The slowdown also suggests that many investors remain cautious amid ongoing macroeconomic uncertainty and the broader correction across digital assets.

Bitcoin ETF Weakness Adds to Market Caution

The weakness has not been limited to the spot market.

The iShares Bitcoin Trust ETF (IBIT), one of the largest spot Bitcoin ETFs, has also experienced notable pressure as Bitcoin prices decline. Recent trading activity has placed the fund near multi-month lows, mirroring the broader weakness in the underlying asset.

IBIT price chart

IBIT price chart. Source: TradingView

Technical assessments of IBIT continue to show a bearish structure, with the ETF trading below key moving averages and struggling to regain lost momentum.

Market observers note that spot Bitcoin ETFs have become an increasingly important source of institutional demand since their launch. As a result, sustained weakness in ETF performance often reflects broader caution among professional investors.

Bitcoin Price Prediction: Where Could BTC Go Next?

For now, the $60,000 level remains the most important area on Bitcoin’s chart.

A successful defense could provide the foundation for a relief rally, especially given the extremely oversold readings seen across several momentum indicators. However, analysts caution that any rebound would need to reclaim key resistance levels before signaling a meaningful trend reversal.

chart shows Bitcoin is consolidating near $60,666 as the broader downtrend persists, with $49,900 identified as the next major psychological support

Bitcoin is consolidating near $60,666 as the broader downtrend persists, with $49,900 identified as the next major psychological support. Source: asilturk on TradingView

If selling pressure continues and BTC loses the $60,000 support zone, technical projections point toward the mid-$50,000 region as the next significant area of interest. Several analysts also identify the broader $50,000 zone as a major psychological support level that could attract long-term buyers.

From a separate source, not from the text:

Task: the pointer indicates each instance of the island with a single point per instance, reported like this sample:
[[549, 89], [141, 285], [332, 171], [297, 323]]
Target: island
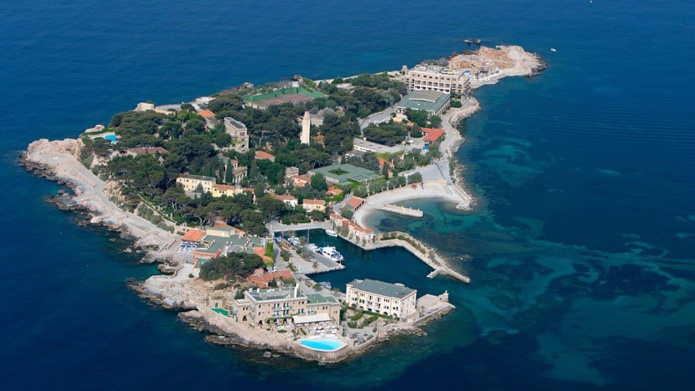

Despite the recent weakness, market participants continue to monitor macroeconomic developments, ETF flows, liquidity conditions, and on-chain metrics for signs of stabilization.

Until Bitcoin reclaims lost technical structure and trading activity begins to recover, the broader outlook remains cautious. For now, the world’s largest cryptocurrency is approaching a decisive test that could shape the direction of the market in the weeks ahead.